The pledge came as the party set out further details of its “Policing Plan”, which includes proposals to recruit 10,000 new police officers and treble the use of stop-and-search powers set out at this month’s party conference.
The Tories’ plan would also give the home secretary more powers to set “binding operational priorities” for police forces, focusing them on “real crime”.
This would replace the current system where the home secretary can only intervene if a force is “failing”, which the Conservatives said was “just not good enough”.
Shadow home secretary Chris Philp said: “Every day, victims are told there’s nothing police can do while criminals walk free.
“That failure corrodes public trust and weakens the rule of law.
“Keir Starmer does not have the backbone to take the difficult decisions Britain needs. That has to change.
“Our plan will end the culture of excuses.”
The Conservatives’ plan also sees additional officers being deployed to the 2,000 neighbourhoods with the most violent crime, where they will also be allowed to stop and search anyone even if they do not suspect them of anything.
Currently, such powers can only be used in a specified area for a 24-hour period if a senior officer believes people there will be carrying weapons or serious violence may take place.
Existing thresholds for stop-and-search powers in other areas would be lowered under the plan.
The proposals come after a week in which new statistics showed a mixed figure on crime.
Figures released by the Office for National Statistics (ONS) showed homicides had fallen to their lowest level on record in the year to June 2025 while knife crime fell 5% compared to the previous year.
But other types of police-recorded offences increased, with shoplifting up 13% year on year to 529,994 – just below the recent all-time high – and theft from the person up 5%.
Overall, police forces recorded 6.6 million crimes in England and Wales in the year to June, down by 1.5% from 6.7 million in the previous 12 months.

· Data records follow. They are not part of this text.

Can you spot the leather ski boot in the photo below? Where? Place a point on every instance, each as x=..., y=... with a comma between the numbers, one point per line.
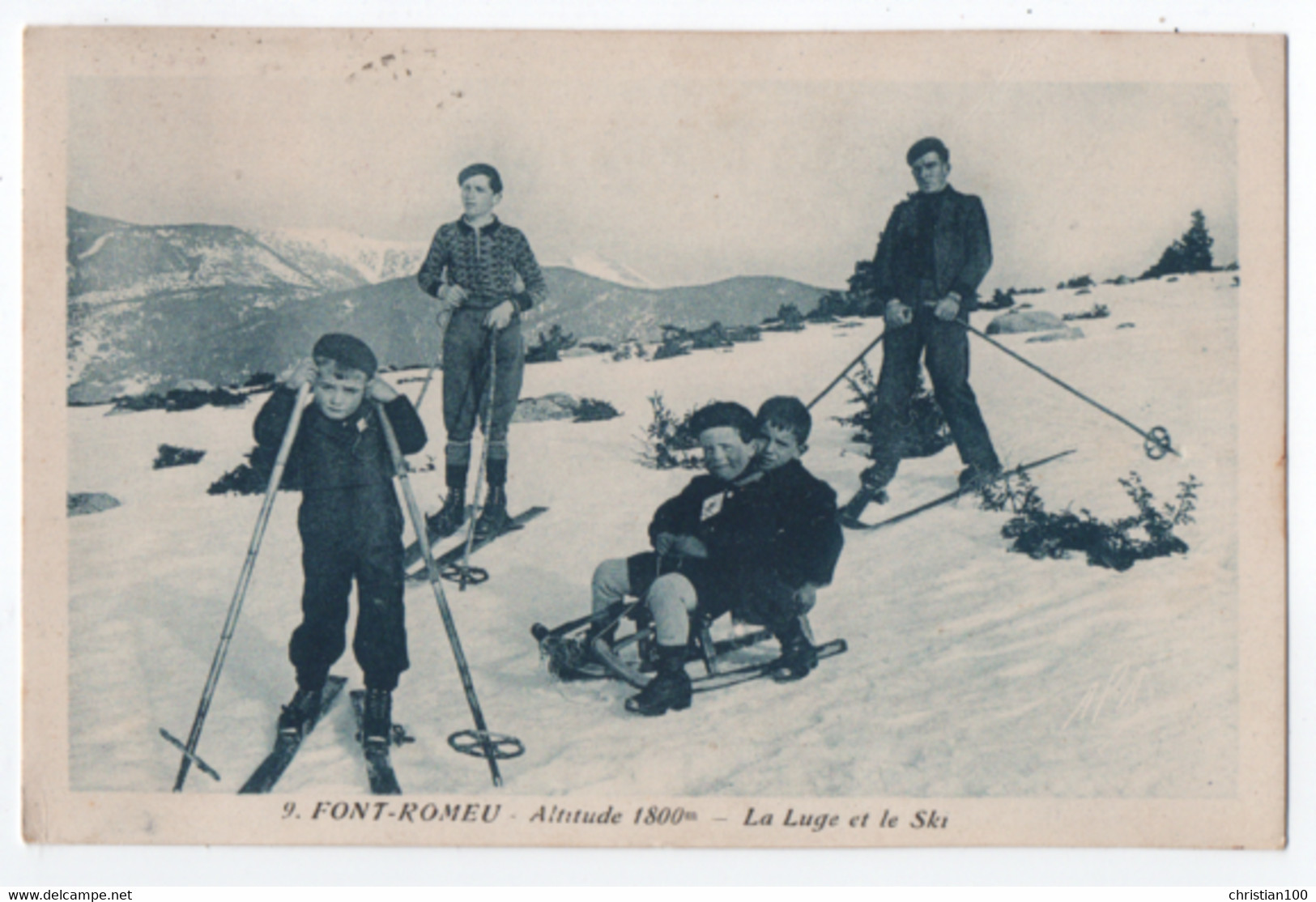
x=670, y=689
x=798, y=657
x=377, y=725
x=450, y=518
x=494, y=518
x=299, y=716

But separate figures from the ONS Crime Survey for England and Wales suggest people aged 16 and over experienced 9.3 million incidents of crime in the year to June 2025, up slightly from 9.2 million in the previous 12 months.
The main driver of the rise was a 14% rise in fraud, which accounts for an estimated 4.1 million incidents, including 2.5 million incidents of bank and credit account fraud.
Labour has committed to recruiting 13,000 more neighbourhood policing officers by 2029, with 3,000 extra recruits to be in post by spring next year to tackle crime.
Liberal Democrat home affairs spokesman Max Wilkinson said: “Policing is at a crisis point.
“The former Conservative government destroyed neighbourhood policing and left our communities to pay the price. This Labour government has done too little to change course.”